À voir la vitesse à laquelle la nouvelle administration des États-Unis s’attaque aux faits scientifiques, à la recherche en santé, à l’éducation et aux médias, la prochaine cible pourrait-elle être Wikipédia?
Dès l’automne 2023, Elon Musk critiquait l’existence même de Wikipédia et de ceux qui donnaient des sous pour soutenir l’existence de cette «encyclopédie libre». En janvier 2025, il en appelait à «définancer» Wikipédia, l’accusant d’être «biaisée». Il avait apparemment été mis en colère par une mise à jour sur la page qui lui est consacrée: un nouveau paragraphe pointait son salut à une foule et le fait que quantité de gens y avaient vu un salut nazi.
Deux semaines plus tôt, le magazine Forward, qui se décrit comme «juif et indépendant» avait obtenu un document de la Fondation Heritage intitulé «Cibler les éditeurs de Wikipédia». On y appelait à identifier ceux qui écrivent dans l’encyclopédie sous pseudonyme, à partir de l’analyse de textes ou de données techniques. Heritage est ce groupe de réflexion conservateur qui est derrière le Projet 2025, inspiration d’un grand nombre des initiatives et des nominations de l’administration Trump depuis le 20 janvier.
La neutralité en cause
Or, les mécanismes qui sont derrière le fonctionnement de Wikipédia ont démontré depuis longtemps leur capacité à offrir une information le plus neutre possible. Études à l’appui, on a pu constater que le fait même d’avoir des centaines de milliers de contributeurs — presque tous bénévoles — qui peuvent corriger à tout moment n’importe quel article, est ce qui conduit les articles sur des sujets controversés à tendre vers un équilibre entre différentes factions.

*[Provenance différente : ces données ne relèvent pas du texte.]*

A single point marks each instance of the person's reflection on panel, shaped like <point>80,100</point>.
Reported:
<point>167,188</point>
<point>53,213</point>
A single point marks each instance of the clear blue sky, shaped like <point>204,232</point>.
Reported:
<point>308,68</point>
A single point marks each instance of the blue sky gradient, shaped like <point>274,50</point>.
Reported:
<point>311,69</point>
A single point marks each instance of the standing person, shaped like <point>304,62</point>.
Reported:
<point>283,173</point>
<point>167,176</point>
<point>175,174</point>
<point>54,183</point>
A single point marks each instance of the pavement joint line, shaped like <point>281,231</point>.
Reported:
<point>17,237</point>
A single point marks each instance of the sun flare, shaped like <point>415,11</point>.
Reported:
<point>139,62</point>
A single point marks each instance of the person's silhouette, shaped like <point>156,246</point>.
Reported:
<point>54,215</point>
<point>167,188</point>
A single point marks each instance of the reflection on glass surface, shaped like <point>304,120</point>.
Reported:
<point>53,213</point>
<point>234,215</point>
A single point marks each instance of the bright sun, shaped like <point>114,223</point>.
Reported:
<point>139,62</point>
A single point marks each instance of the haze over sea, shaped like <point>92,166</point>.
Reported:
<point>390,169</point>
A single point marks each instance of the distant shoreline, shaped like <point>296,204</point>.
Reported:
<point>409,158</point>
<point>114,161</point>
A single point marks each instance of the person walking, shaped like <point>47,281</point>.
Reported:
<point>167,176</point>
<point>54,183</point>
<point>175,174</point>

Le système n’a pas la prétention d’être parfait, mais pour ce qui est de combattre les biais et les erreurs factuelles, notait le mois dernier la Columbia Journalism Review, il est de loin supérieur au système des «notes de la communauté» sur X, la plateforme que possède Musk.
En même temps, des études ont également établi depuis longtemps que des groupes politiques ou idéologiques n’aiment pas ceux qui les confrontent aux faits, lorsque ceux-ci contredisent leurs croyances. Et cette attitude, ces dernières années, a été au cœur de beaucoup d’attaques contre des universitaires, des militants et des journalistes. Ces attaques, écrivait l’an dernier la chercheuse Renee Di Resta, de l’Université de Georgetown — qui a été elle-même une cible — n’ont pas pour but de pointer des erreurs ou de demander des corrections. Elles ont pour but d’intimider: «ce qui allait se produire était prévisible pour ceux d’entre nous qui étudient la propagande et la désinformation».
Les contributeurs les plus actifs de Wikipédia pourraient-ils être les prochaines cibles? Un article du magazine 404 nuance qu’il n’est même pas clair s’il serait techniquement possible d’identifier ces contributeurs. Mais la Fondation Wikimedia prend la chose suffisamment au sérieux pour avoir envoyé, depuis la mi-janvier 2025, des avertissements indiquant qu’elle renforçait les mesures de sécurité pour rendre plus difficile d’identifier l’endroit par lequel une personne entre sur le site.